15 • In der “Sozialistischen Arbeiterjugend”

Seit April 1925 bin ich in der “Arbei­ter­ju­gend” gewe­sen, wir hatten in der Woche zwei­mal Grup­pen­abend, einmal Turnen, sonn­abends oder sonn­tags sind wir wandern gegan­gen. Ins Thea­ter und Kino sind wir meis­tens zu mehre­ren gegan­gen, da waren wir immer eine ganze Gruppe, obwohl ja immer nur zwei zusam­men sitzen konn­ten, aber wir waren immer so 12, 15, 18 Leute, die zusam­men gingen. Wir waren alle aus Moabit, hier aus unse­rem Bekann­ten­kreis. In diesem Kreis haben sich auch Freund­schaf­ten erge­ben, wo ergibt sich das nicht? Aber wir haben doch an verschie­de­nen Stel­len gear­bei­tet, nicht in Moabit direkt, die muss­ten alle zur Arbeit fahren.

Wir hatten von der “Arbei­ter­ju­gend” in Moabit zwei Grup­pen, Moabit 1 und 2. Wir waren 1, und wir waren in der welt­li­chen Schule, wir hatten da einen Raum, den hatten wir uns selber ausge­stat­tet. Die Jungens gema­lert, und wir haben Gardi­nen range­macht und ange­stri­chen und was weiß ich was alles. Die ande­ren waren in der Lehr­ter Straße, da war ein städ­ti­sches Jugend­heim. Und wir trafen uns, wenn unsere Grup­pen­abende aus waren, die gingen immer so bis halb zehn, dann zogen wir von der Seite und von der Seite zum UFA Turm­straße und da trafen wir uns dann.

Und da wurden wir auch verjagt von der Poli­zei, die Poli­zei war damals Wilhelms­ha­ve­ner, Ecke Bugen­ha­gen­straße. Dann sind wir in den Klei­nen Tier­gar­ten gegan­gen.
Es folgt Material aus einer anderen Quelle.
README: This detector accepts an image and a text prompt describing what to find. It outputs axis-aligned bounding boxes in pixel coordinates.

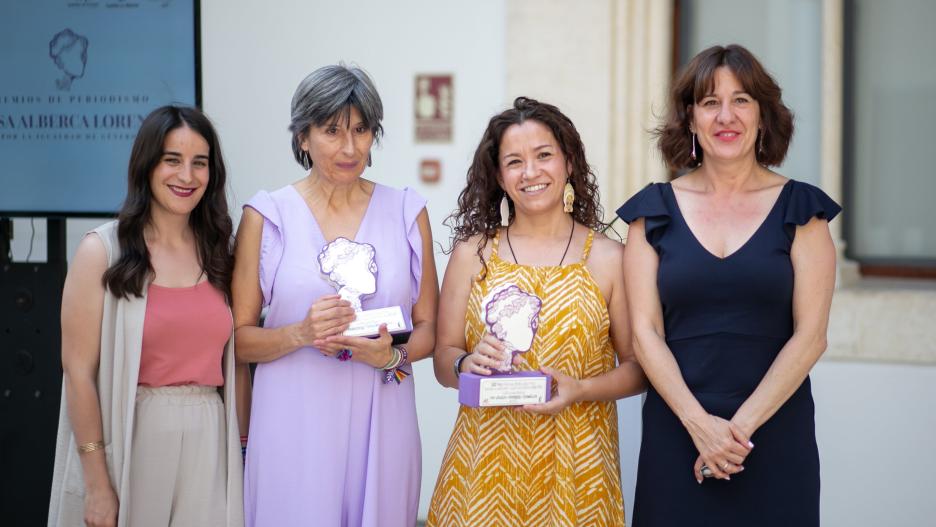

Und da stell­ten sich dann immer haupt­säch­lich welche von der “Kommu­nis­ti­schen Jugend” und auch von “Fichte Wander­sparte” ein. Da haben wir dann disku­tiert, aber wir sind immer fried­lich mitein­an­der gewe­sen. Wir haben uns nie irgend­wie geschla­gen oder so, das kam nicht in Frage. Wir kann­ten alle unsere Leute.

Wir waren zum Beispiel 1929 zum Arbei­ter­ju­gend­tag in Wien. Und wir sitzen auf der Hohen Warte, und wer sagt plötz­lich “Guten Tag” zu uns? Da sind es drei von der “Kommu­nis­ti­schen Jugend” von Moabit. Die woll­ten uns immer über­zeu­gen. Ich kann mich noch ganz genau erin­nern, da war ein Mädchen bei, so eine kleine Unter­setzte, die hatte immer ihr “Kapi­tal” unter’m Arm. Also, die wollte, kam mit allem, bei allen Sachen kam die immer mit Aussprü­chen aus dem “Kapi­tal”.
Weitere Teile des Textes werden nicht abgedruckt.